During a recent company review cycle, you notice that most feedback for each person is pretty uniform -- and, based on their self-reviews, individuals seem pretty self-aware. But as you look more closely, you discover that the actual scores recorded for each review varied greatly based on who was giving them.
You realize that the scores are so different because individual reviewers thought of the scoring systems differently:
In fact, Manager B gave lower scores to their direct report, not as an act of harshness, but out of the very well intentioned sense that every individual -- not to mention the company itself -- has room to grow. This is one of the potential cons of ratings in performance reviews, and part of the reason that HBR cautions that performance evaluations are biased.
While this difference in interpretation makes sense, now that you’ve identified it, it’s time to figure out how you iron out these differences. Is it altering your performance review questions, changing your scoring system, or something else?
The simple answer is review calibration. In review calibration, the people teams train and teach managers to apply a company standard when reviewing their direct reports’ performance at work. Calibration sessions are meetings that occur after a review cycle to enact these policies.
If you have scores as part of your performance review, then you might want to set your company up for review calibration for both the product you’re using, and for generally training managers. Here's how to do it.
People teams should give managers a framework for how to score their direct reports. That means three things: picking a scale, explaining what each number means, and figuring out what the distribution of scores may be.
First, you can pick a scale from 1 to 5, 1 to 7, 1 to 10 — whatever works for your company.
Second, define what each point means. It’s likely variations on low, average, and high performance, but it’s important that everyone in the company have the same definitions. For example, all managers should know what a “5” means on the scale you provide -- whether it’s mid-level performance, solid with potential for growth, exceeds expectations, or very high performance.
A note on defining terms: For mid-level performers, be careful using terms like “average” or “medium,” as these terms can influence managers’ scoring styles. If you call the middle number “average,” it can seem like a harsher judgment than it is. Terms like “solid,” “standard,” “potential reached,” and “meets expectations,” get to that meaning without the potential negative connotations.
Lastly, ask managers and leadership what they expect the distribution of scores will be -- how many high performers and how many low performers might they expect? When scores are distributed equally, the standard distribution of employees should be some high performers, a few low performers, and mostly mid-level performers.
Make sure to emphasize that managers will have to explain their scoring in calibration sessions after the review.
There are two main ways to calibrate scores after the fact, and they depend on the size of your organization.
In one case, people teams should meet with all managers to understand their reasons behind scoring.
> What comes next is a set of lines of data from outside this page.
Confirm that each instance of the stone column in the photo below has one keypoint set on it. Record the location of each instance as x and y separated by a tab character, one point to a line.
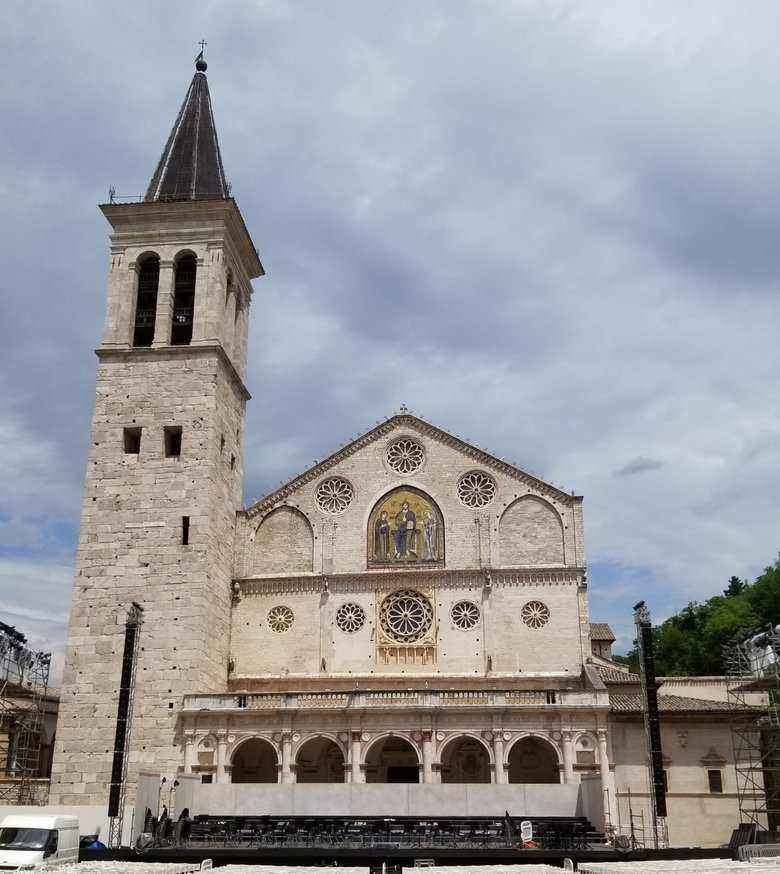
568	757
428	757
500	775
221	776
189	751
287	773
120	305
201	324
356	773
607	782
229	322
164	317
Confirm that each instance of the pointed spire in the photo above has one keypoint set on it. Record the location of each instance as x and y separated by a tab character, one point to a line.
191	165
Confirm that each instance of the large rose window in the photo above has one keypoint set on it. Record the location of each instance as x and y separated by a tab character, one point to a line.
406	615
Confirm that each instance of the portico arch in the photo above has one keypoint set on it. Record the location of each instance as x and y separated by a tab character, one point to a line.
319	760
255	761
392	759
533	759
465	759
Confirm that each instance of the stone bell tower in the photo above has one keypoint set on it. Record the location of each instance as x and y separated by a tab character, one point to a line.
165	467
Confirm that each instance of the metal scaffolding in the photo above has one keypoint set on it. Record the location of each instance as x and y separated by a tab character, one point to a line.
117	790
24	680
753	668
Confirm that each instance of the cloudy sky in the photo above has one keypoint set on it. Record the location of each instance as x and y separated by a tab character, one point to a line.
551	228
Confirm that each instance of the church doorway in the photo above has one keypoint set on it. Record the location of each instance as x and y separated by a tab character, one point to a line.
465	760
392	760
319	760
533	760
255	761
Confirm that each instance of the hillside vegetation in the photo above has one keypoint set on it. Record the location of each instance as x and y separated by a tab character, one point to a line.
691	642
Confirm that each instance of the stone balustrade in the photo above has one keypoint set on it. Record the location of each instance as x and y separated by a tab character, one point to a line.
378	700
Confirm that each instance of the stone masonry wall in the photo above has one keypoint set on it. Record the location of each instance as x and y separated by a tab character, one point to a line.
130	549
500	642
471	535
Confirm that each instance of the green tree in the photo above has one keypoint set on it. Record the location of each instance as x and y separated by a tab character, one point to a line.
692	641
736	586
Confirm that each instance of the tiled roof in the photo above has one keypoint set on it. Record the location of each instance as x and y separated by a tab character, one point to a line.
668	704
601	631
190	167
614	675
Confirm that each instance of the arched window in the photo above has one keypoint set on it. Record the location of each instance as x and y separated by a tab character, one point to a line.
183	301
146	301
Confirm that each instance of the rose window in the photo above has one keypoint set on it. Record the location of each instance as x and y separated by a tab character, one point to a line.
405	455
334	495
476	489
535	614
280	619
464	615
406	615
350	617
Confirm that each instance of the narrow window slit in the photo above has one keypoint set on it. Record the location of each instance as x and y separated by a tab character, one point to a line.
132	441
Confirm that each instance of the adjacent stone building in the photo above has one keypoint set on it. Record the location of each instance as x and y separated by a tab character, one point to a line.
410	610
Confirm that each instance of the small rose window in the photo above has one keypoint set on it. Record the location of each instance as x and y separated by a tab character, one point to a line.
405	455
350	617
476	489
535	614
464	615
334	495
280	619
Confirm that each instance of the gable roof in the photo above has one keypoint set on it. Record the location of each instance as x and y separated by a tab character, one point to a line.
669	704
404	419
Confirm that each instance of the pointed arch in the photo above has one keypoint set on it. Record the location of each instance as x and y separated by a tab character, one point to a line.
320	759
465	758
254	760
392	758
530	533
405	527
533	759
283	543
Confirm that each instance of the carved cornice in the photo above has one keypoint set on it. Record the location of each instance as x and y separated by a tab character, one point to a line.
407	420
425	579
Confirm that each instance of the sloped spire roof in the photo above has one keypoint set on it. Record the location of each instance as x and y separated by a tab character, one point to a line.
190	167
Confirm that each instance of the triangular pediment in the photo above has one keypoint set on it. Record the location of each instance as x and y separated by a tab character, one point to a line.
406	421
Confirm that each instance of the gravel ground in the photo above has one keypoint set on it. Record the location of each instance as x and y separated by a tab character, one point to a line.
689	866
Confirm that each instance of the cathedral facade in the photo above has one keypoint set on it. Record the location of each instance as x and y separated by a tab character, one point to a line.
410	610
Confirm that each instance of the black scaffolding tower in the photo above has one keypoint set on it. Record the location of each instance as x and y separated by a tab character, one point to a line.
24	681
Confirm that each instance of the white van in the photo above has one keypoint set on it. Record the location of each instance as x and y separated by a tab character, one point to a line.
30	840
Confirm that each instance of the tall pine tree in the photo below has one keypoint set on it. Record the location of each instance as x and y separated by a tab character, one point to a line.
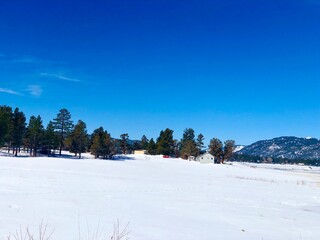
188	144
6	125
51	140
78	139
216	149
124	143
19	128
63	125
35	133
165	142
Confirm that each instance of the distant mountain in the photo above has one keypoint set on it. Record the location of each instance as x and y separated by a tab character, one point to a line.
285	147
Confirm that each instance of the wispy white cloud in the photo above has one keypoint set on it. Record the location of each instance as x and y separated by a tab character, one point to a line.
60	77
9	91
35	90
27	59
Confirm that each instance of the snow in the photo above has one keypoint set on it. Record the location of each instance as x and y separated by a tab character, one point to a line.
159	198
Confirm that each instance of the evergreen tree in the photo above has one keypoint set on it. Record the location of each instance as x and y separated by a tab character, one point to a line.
216	148
165	143
19	128
35	132
51	140
144	142
78	139
177	147
152	147
6	125
124	143
229	146
63	125
200	143
102	144
136	145
188	144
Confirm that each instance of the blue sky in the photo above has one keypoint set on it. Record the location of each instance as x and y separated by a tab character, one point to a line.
242	70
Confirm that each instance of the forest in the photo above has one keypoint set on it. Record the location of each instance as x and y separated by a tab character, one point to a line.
62	133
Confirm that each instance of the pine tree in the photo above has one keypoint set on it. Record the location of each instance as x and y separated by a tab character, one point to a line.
200	143
78	139
102	144
229	146
144	142
165	143
35	133
19	128
216	148
124	142
51	140
63	125
188	144
152	147
6	125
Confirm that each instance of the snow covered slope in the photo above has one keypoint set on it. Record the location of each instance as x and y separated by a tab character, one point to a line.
159	198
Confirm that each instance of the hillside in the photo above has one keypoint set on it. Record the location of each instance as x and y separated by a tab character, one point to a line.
159	198
285	147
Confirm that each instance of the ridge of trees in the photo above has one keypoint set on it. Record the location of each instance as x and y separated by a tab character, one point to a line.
61	134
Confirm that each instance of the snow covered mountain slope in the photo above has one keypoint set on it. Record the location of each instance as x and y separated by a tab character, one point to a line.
285	147
159	198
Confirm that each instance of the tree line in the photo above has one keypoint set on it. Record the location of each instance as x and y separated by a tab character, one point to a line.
62	134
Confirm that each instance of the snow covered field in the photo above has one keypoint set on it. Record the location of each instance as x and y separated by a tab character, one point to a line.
159	198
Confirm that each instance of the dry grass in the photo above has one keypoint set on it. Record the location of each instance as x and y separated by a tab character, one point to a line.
43	234
25	234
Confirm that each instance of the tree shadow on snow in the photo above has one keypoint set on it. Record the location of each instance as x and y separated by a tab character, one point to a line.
119	158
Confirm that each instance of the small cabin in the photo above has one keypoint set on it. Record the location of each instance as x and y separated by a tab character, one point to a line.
140	152
206	158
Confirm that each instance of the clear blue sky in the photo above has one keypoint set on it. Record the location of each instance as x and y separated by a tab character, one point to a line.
242	70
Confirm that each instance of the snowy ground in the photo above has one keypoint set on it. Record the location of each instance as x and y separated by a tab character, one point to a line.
159	198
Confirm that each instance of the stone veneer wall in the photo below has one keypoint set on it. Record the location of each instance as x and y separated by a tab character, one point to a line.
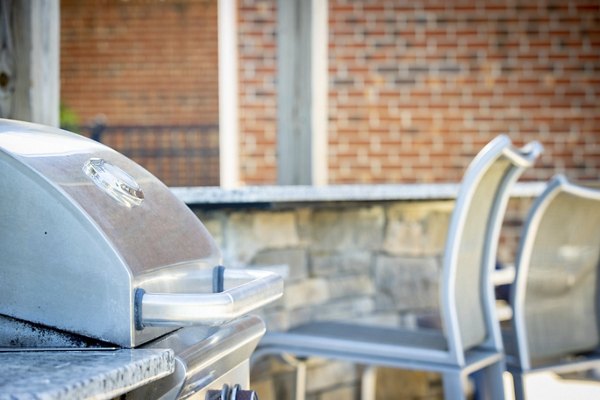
369	262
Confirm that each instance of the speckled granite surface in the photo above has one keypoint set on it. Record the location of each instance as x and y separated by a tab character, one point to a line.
80	374
301	194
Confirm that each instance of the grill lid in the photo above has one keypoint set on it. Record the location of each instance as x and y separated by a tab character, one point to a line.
84	228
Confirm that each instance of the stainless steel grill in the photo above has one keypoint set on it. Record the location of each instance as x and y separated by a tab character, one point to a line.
95	247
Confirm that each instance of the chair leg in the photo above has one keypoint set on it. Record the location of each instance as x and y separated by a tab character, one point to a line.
519	385
490	382
368	383
455	385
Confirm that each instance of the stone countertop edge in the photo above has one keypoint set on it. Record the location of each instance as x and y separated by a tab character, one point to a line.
87	374
211	195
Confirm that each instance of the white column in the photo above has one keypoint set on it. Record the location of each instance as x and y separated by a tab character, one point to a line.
319	89
35	32
228	94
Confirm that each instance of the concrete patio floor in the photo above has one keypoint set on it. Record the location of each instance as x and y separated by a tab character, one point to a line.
549	386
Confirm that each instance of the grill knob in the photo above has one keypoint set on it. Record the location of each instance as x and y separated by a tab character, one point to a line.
234	393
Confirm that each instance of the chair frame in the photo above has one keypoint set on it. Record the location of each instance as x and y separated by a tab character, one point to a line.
521	363
454	363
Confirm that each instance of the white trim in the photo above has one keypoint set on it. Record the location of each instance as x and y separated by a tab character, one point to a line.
228	94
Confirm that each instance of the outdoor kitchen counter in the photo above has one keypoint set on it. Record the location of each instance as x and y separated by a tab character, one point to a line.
70	374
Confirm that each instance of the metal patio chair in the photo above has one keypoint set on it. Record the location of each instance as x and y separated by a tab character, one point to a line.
555	294
471	340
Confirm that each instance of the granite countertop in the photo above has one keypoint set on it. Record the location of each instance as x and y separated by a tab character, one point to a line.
310	194
74	374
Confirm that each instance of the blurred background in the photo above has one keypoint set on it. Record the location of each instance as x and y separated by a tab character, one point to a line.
413	88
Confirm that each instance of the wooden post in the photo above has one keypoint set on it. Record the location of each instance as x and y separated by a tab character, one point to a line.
302	92
29	60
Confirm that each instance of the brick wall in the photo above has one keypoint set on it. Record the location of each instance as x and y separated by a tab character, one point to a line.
146	63
418	87
258	98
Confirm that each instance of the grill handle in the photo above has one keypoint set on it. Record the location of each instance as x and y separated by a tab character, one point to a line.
180	309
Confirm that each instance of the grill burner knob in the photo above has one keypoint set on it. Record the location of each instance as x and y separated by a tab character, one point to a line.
234	393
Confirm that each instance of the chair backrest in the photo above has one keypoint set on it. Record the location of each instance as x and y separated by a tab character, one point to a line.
467	298
555	294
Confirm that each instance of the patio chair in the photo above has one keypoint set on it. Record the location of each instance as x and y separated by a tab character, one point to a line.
555	293
471	340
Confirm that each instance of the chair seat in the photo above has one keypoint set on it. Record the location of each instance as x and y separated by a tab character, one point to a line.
370	345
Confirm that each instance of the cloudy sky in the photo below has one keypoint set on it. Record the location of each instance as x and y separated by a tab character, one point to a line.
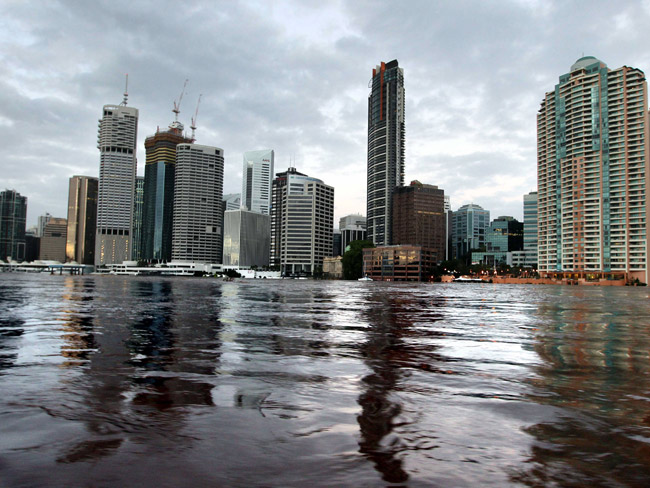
293	76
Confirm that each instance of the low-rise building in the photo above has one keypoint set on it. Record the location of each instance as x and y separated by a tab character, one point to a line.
399	263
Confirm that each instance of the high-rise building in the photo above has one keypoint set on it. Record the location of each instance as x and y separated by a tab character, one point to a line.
197	229
530	229
336	242
42	222
470	223
419	217
504	236
13	216
353	228
592	166
257	180
82	219
385	149
246	238
138	206
231	201
302	216
53	242
159	177
118	135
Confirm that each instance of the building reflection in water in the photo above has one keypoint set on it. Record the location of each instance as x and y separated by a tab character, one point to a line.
11	326
77	321
384	353
596	374
151	355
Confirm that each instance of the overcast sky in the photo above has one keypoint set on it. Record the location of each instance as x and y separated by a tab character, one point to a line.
293	77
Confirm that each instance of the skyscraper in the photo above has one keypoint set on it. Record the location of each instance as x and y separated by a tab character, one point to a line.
385	149
302	217
159	177
257	179
197	230
469	227
530	229
246	238
504	236
13	216
353	228
42	222
118	135
82	219
138	205
419	217
54	240
592	166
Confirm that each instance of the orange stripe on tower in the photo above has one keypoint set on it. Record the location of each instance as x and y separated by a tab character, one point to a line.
381	91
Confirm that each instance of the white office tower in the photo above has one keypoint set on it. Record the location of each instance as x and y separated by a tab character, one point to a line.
118	135
353	228
246	238
231	201
302	218
257	179
198	193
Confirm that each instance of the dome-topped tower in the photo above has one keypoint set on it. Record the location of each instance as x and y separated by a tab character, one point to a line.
585	61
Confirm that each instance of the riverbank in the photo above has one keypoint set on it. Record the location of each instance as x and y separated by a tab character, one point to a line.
545	281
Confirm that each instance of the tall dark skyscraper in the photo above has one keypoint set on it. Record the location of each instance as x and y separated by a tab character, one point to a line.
13	214
385	148
138	205
159	175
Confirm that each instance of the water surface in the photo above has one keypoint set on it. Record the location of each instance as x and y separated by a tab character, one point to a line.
112	381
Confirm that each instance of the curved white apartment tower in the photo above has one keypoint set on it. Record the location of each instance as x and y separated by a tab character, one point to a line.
117	139
257	181
592	167
198	192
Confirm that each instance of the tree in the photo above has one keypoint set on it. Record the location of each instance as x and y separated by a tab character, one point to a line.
353	260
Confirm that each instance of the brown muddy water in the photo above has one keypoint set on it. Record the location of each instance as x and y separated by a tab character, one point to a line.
111	381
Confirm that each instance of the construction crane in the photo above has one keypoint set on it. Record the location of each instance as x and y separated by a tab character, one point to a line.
177	104
196	112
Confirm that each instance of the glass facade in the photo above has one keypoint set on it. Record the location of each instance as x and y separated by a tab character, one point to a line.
13	215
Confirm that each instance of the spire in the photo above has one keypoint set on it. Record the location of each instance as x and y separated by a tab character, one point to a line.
126	91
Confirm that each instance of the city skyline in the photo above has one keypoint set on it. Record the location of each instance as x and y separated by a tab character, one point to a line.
473	74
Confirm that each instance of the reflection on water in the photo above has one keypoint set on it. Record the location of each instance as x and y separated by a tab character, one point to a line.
172	382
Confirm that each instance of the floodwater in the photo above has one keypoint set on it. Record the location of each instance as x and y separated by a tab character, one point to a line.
129	381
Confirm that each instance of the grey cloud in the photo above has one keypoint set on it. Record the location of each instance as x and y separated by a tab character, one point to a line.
475	75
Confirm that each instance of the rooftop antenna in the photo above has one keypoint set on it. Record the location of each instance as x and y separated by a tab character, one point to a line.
126	91
177	104
176	125
196	112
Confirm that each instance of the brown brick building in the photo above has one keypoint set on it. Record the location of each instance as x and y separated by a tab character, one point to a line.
419	217
398	263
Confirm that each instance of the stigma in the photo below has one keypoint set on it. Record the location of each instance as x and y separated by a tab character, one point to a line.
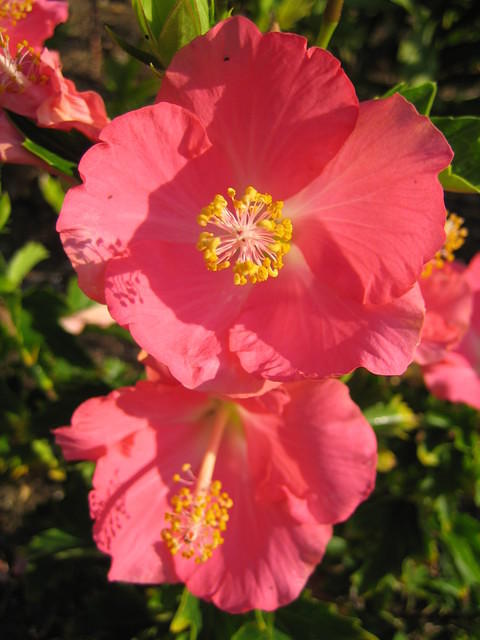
19	69
197	520
251	236
15	10
455	234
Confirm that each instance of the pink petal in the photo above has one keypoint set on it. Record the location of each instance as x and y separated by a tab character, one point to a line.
38	24
66	108
141	181
375	215
11	149
270	549
100	423
279	112
141	437
175	309
322	449
298	326
448	302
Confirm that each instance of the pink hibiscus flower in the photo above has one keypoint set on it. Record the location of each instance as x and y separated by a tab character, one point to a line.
31	79
258	213
234	498
456	377
31	20
448	303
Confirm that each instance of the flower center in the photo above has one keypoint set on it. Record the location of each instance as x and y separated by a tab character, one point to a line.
252	235
199	516
15	10
20	69
455	234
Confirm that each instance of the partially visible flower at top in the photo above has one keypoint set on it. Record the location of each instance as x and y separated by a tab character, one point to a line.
258	213
234	498
456	375
31	79
31	20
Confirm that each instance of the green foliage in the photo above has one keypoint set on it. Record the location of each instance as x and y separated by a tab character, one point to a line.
188	616
170	24
463	134
52	190
406	565
61	150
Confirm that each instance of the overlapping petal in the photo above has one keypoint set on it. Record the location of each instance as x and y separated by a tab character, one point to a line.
278	111
361	224
299	327
276	460
456	377
36	23
151	191
448	301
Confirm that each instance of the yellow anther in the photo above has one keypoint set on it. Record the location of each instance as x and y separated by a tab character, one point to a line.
253	238
455	234
197	520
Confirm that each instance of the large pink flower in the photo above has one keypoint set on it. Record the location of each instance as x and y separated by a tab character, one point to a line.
31	79
235	499
201	274
448	304
456	377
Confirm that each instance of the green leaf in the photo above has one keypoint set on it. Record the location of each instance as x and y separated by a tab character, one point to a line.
422	95
392	418
68	145
170	24
463	134
52	541
451	182
52	159
5	209
23	262
143	56
52	191
187	616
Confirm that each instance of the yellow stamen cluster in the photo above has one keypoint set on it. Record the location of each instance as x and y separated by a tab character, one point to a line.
16	71
256	236
15	10
197	520
455	234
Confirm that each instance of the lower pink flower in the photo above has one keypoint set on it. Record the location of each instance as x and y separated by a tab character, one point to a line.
234	498
456	376
31	20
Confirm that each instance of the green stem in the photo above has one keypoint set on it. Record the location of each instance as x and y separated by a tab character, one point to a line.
330	20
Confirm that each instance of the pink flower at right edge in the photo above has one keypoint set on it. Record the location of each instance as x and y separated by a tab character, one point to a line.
31	79
291	463
456	376
358	182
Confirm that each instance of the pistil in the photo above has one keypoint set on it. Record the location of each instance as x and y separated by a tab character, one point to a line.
455	234
199	517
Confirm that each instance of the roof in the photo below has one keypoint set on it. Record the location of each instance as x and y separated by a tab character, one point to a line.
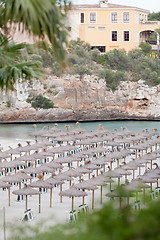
110	6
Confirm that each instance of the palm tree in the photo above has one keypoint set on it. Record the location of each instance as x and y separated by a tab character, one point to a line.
12	66
40	18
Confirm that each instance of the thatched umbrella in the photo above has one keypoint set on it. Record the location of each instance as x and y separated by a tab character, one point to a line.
42	184
6	185
16	178
92	167
11	164
4	155
87	185
100	161
62	177
73	173
120	193
73	192
27	190
68	159
54	165
99	181
136	186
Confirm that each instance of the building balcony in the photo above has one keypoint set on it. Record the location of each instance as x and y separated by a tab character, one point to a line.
151	42
143	22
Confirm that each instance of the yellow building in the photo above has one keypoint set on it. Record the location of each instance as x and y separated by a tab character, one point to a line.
108	26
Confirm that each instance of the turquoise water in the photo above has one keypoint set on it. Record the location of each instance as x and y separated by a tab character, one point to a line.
21	131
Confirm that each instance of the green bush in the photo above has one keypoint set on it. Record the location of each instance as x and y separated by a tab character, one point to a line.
106	223
118	59
146	47
112	78
40	102
8	104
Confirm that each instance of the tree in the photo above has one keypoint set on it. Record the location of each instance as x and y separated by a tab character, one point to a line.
154	16
146	47
43	19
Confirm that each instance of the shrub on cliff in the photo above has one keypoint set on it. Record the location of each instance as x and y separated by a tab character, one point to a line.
40	102
112	78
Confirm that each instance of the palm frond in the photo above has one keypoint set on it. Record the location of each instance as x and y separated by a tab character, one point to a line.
40	17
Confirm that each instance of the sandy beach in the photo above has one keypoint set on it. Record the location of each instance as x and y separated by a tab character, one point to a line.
59	213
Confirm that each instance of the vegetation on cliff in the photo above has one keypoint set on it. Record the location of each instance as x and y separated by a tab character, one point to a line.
107	223
41	19
114	66
155	16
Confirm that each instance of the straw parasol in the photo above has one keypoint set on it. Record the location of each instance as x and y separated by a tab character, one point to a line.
73	192
11	164
42	184
62	177
6	185
27	190
87	185
100	180
120	193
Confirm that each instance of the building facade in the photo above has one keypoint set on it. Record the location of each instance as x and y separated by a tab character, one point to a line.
110	26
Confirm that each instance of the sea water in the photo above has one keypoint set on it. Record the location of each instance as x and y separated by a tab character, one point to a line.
21	131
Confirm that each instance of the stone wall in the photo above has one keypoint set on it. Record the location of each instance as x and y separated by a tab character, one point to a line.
85	100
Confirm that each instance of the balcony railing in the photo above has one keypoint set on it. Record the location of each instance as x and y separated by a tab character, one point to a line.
152	42
150	22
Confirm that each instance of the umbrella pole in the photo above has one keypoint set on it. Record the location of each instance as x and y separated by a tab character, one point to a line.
72	203
144	196
9	196
50	197
26	202
61	191
93	199
136	196
101	194
117	162
139	171
133	174
110	185
39	203
120	202
111	165
118	181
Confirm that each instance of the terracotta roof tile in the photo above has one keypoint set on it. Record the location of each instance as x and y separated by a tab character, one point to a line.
110	5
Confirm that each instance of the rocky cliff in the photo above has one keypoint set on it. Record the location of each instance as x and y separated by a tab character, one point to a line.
81	100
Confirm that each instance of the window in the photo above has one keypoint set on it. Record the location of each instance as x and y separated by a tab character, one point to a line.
82	17
101	28
126	17
114	17
69	29
91	28
126	36
93	17
114	35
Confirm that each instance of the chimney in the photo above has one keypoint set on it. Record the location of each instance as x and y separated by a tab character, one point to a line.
103	3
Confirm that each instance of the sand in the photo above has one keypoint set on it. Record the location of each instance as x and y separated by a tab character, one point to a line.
59	213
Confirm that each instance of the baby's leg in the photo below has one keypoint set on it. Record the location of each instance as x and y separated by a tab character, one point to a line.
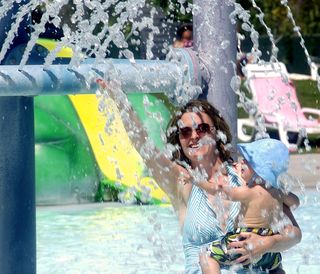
208	264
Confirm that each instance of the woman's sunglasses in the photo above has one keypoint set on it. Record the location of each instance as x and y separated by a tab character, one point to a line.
202	129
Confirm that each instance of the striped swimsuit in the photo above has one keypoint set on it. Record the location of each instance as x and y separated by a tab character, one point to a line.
201	225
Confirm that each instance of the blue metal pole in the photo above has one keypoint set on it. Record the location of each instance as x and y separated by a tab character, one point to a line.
17	179
216	43
17	187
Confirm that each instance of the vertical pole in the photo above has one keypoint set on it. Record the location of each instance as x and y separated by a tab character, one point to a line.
17	187
215	40
17	169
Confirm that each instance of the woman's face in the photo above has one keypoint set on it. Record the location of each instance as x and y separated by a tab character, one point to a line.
197	137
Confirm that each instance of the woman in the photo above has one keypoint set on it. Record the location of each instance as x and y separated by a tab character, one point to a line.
199	137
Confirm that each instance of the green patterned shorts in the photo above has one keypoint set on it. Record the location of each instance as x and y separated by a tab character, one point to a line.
218	250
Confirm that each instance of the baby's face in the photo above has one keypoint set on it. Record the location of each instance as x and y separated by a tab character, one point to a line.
246	171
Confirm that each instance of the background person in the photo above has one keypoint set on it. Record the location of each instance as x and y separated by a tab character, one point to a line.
184	36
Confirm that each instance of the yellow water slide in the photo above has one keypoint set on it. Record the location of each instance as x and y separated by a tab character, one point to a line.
116	157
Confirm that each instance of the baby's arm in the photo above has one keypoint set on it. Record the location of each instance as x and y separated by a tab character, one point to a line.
239	193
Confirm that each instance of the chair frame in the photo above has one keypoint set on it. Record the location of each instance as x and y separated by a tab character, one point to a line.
269	70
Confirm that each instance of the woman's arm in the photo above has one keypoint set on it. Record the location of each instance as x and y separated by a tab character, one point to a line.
163	170
253	246
291	200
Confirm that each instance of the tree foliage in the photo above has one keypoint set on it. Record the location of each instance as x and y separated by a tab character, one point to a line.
306	14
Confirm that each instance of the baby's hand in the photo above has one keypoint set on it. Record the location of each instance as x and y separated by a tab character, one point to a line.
184	176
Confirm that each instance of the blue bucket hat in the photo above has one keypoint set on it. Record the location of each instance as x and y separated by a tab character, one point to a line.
267	157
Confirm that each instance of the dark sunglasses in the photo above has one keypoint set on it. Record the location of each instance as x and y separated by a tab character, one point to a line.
202	129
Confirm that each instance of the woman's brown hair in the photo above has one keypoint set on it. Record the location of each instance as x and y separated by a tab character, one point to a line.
218	122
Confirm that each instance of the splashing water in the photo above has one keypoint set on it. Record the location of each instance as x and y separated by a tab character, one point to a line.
96	26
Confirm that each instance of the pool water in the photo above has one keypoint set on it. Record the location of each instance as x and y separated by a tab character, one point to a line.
113	238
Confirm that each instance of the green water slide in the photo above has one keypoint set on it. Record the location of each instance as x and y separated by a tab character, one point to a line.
72	165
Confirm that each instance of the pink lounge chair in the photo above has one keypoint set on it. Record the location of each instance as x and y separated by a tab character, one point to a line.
277	102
By getting a wide range of reasons across departments, they’ll be able to understand whether a manager leans too far into lenient or strict scoring of their direct reports, or whether they’re usually “just right.” You also want scores adjusted by the people who will have the most information on how the company is doing generally, so they have a strong sense of the overall performance distribution of the company.
People teams can also get more information on managers’ scoring styles by discussing these scores with managers’ managers, who typically have a clearer perspective on how that manager will approach scores.
The way to know whether the above works for you is answering a very simple question: how many meetings do you think your people team can handle?
Of course, the more data you can gather on managers’ scoring styles, the better -- but there is a turning point when it doesn’t make sense for the people team to do that. Instead, it’s better to form calibration committees, composed of leadership and managers’ managers, who know managers’ managing styles well enough to know how their scores might need to be adjusted.
Also, research has shown that calibration committees have a longstanding effect on how managers provide ratings. Having seen how their scores were adjusted, managers tend to be more careful and thoughtful the next review cycle.
Based on these discussions, and armed with the knowledge that each score has been vetted, the people team can adjust scores accordingly.
The final step of review calibration is using the information gathered both pre- and post-review to change scores accordingly. With an employee performance management system like Lattice, that can be as simple as downloading, tweaking, and uploading these calibrated scores into the system.
Review calibration is an essential step when holding performance review cycles with scoring. It makes managers’ jobs easier, makes employees’ performance evaluations more fair and honest, and accomplishes the people team’s task to make sure that all performance review scores are given based on the same standard of performance.